MacDailyNews Take: The learning curve from iOS 9 to iOS 10 is the steepest yet, especially if you’re a heavy Messages user. Remember also that, as Stern notes, “It can take days for the service to analyze your photos, especially since the heavy lifting can only happen when the phone is connected to a power plug,” so give your iPhone, iPad and/or iPod touch a chance to settle down and fully absorb iOS 10 before rendering performance verdicts.

22 Comments

      1. Hasn’t been my experience at all. My daughter uses my old 5. It was painfully laggy with iOS 9. I installed the beta an was amazed. She was super excited too. Was crossing my fingers that later builds wouldn’t add bloat..and they didn’t. It is snappy like the day I got it.

  1. Having been burned once or twice in the past as an first-day adopter, I’m going to wait at least a week or two to update any of my iPhone 6 models (my family has three).

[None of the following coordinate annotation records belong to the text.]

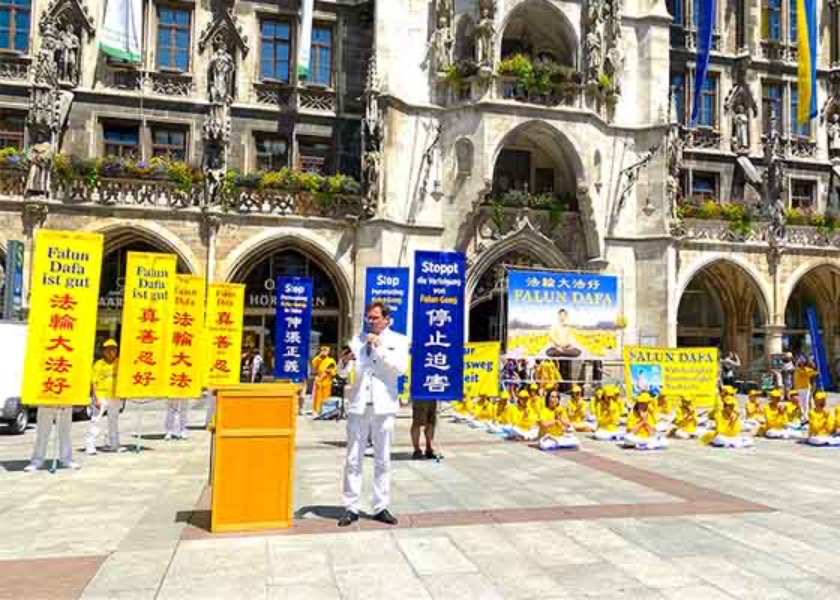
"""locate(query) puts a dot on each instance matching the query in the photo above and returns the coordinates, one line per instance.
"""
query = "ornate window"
(14, 25)
(173, 40)
(797, 129)
(275, 50)
(170, 142)
(272, 151)
(772, 96)
(11, 129)
(314, 154)
(802, 194)
(320, 58)
(121, 140)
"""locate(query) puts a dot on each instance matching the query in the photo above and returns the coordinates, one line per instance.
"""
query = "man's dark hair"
(383, 308)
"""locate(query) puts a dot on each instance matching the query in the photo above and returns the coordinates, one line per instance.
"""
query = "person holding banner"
(379, 358)
(608, 411)
(63, 418)
(641, 427)
(103, 398)
(821, 424)
(324, 367)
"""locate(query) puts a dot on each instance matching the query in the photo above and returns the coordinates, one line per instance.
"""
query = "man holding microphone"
(377, 358)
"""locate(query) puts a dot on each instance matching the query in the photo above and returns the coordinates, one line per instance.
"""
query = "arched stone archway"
(539, 29)
(816, 284)
(258, 268)
(722, 303)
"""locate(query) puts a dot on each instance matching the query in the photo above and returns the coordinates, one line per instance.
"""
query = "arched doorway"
(722, 306)
(819, 288)
(540, 31)
(330, 300)
(112, 279)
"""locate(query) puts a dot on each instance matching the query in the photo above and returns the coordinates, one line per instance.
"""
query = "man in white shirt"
(378, 357)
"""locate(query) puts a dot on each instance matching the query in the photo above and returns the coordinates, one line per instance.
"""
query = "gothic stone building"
(549, 133)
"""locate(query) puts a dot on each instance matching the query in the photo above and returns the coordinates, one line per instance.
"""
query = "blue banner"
(389, 285)
(823, 376)
(292, 326)
(437, 346)
(705, 12)
(563, 315)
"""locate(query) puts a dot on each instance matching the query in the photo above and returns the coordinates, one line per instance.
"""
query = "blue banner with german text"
(437, 346)
(292, 326)
(389, 285)
(563, 315)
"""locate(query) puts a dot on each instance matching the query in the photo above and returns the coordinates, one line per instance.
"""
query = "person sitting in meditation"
(555, 425)
(641, 431)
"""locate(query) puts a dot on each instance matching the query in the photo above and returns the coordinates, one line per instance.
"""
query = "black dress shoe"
(384, 516)
(348, 518)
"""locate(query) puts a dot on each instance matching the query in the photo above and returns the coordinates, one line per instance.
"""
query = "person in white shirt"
(378, 357)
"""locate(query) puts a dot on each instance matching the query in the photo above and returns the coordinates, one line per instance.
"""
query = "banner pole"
(54, 425)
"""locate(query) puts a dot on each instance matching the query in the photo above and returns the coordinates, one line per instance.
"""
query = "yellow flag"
(223, 331)
(185, 365)
(148, 305)
(62, 317)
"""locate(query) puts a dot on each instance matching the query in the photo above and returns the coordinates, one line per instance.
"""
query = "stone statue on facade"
(441, 45)
(834, 136)
(69, 53)
(221, 74)
(594, 53)
(740, 129)
(485, 38)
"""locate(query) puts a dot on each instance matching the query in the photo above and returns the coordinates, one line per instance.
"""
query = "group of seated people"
(539, 414)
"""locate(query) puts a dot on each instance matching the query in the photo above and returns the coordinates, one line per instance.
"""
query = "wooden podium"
(253, 457)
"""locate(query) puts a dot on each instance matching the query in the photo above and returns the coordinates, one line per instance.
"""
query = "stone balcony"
(756, 233)
(152, 195)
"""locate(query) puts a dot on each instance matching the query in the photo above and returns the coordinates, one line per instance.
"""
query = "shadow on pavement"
(324, 512)
(13, 465)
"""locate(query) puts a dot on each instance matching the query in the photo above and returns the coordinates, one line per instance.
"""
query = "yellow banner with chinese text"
(62, 318)
(223, 332)
(148, 306)
(689, 372)
(185, 365)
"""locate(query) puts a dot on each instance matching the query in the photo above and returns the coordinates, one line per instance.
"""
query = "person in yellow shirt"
(608, 411)
(555, 425)
(793, 408)
(524, 423)
(728, 426)
(821, 423)
(499, 414)
(641, 427)
(752, 411)
(685, 420)
(803, 378)
(576, 409)
(103, 395)
(547, 374)
(324, 368)
(775, 418)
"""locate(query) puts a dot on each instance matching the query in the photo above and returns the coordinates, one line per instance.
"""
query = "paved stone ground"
(491, 520)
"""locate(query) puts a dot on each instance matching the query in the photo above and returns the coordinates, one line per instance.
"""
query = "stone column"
(211, 220)
(34, 215)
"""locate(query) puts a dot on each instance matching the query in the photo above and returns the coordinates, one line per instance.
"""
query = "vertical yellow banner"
(62, 317)
(148, 305)
(223, 332)
(185, 364)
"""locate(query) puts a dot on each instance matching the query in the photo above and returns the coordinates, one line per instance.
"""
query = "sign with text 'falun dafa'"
(148, 306)
(62, 318)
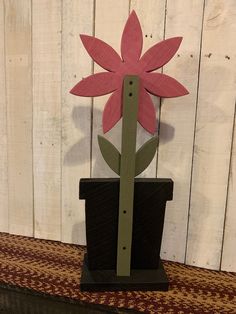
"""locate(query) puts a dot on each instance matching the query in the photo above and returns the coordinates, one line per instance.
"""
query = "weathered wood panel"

Despite all the beta testing, there’s usually a few real-world hitches that require that dot-one update…

  2. I’ve had the betas on a couple devices and put the gold master on last week. Here’s what it’s on and how it’s doing:

    iPhone 5 32gb gsm: smooth and stable. Battery life is a little worse, but only a couple of minutes.

    iPhone se 64gb : very fast, and battery life is better than 9.3.5

    iPhone 6s 128gb: no speed difference, and animations are faster.

    iPad Pro 12.9″ 128 gb: same as the 6s, animations are faster, but I do not like the placement of the clock on the lock screen when there is nothing playing. It seems like a placeholder. But battery life is better than 9.3.5

    Overall it’s very solid.

  3. Sorry MDN but the headphone jack is a big deal to many people. My family isn’t happy about the the missing headphone jack. Sure apple is supplying an adapter but that’s just one more thing to keep track of plus if you use the headphone jack with more then one device/headphone then you have to carry the stupid adapter around with you.

    No upgrade this time around for any of our phones.

    1. You better get used to it, it’s entirely possible that the 3.5mm jack is going to disappear on iPads this fall, and all iPhones next year once the se is updated. It’s not coming back.

    2. “if you use the headphone jack with more then one device/headphone then you have to carry the stupid adapter around with you”
      I’d just buy another adapter for $9 and keep them attached to the devices….

    1. If you have a Touch ID iPhone it’s faster than swiping, and on the iPhone 5 I have iOS 10 on it eliminates that animation making the phone feeel faster overall, but I’m sure the press is there for older devices that don’t have Touch ID. On a Touch ID device you can change the press to rest finger on Touch ID to unlock, and once every device has Touch ID that iOS supports, possibly iOS 11 or 12, it’ll go away. Although it is reflex at this point to swipe since we’ve been doing it for so long. It feels like a an intermediary step towards the greater vision of future devices.

  4. The initial iOS 10 is a comlplete “meh” for me.
    Other than the improvements with predictive typing, I see no must haves or needs in iOS for either my large iPad Pro or even my iPod Touch 6th gen.
    All glitz and useless iMessaging stuff that I don’t need nor want and I don’t want iOS 10 photos screwing around with my images.
    So far very dissapointed with iOS 10
    So much unnecesaary garbage that is geared toward self important social media crowd.
    I want more pro-like features for my large iPad Pro and not more garbage software improvements for the social media use.
    I am not a FaceBook, Twitter or instagram user and have no desire to get involved with any oc that!
    I am looking for iOS to mature into a smaller, but more effective equivalent to OS X.
    Screw all the messaging crap
    iOS 10, for my needs and wants, is a BIG letdown!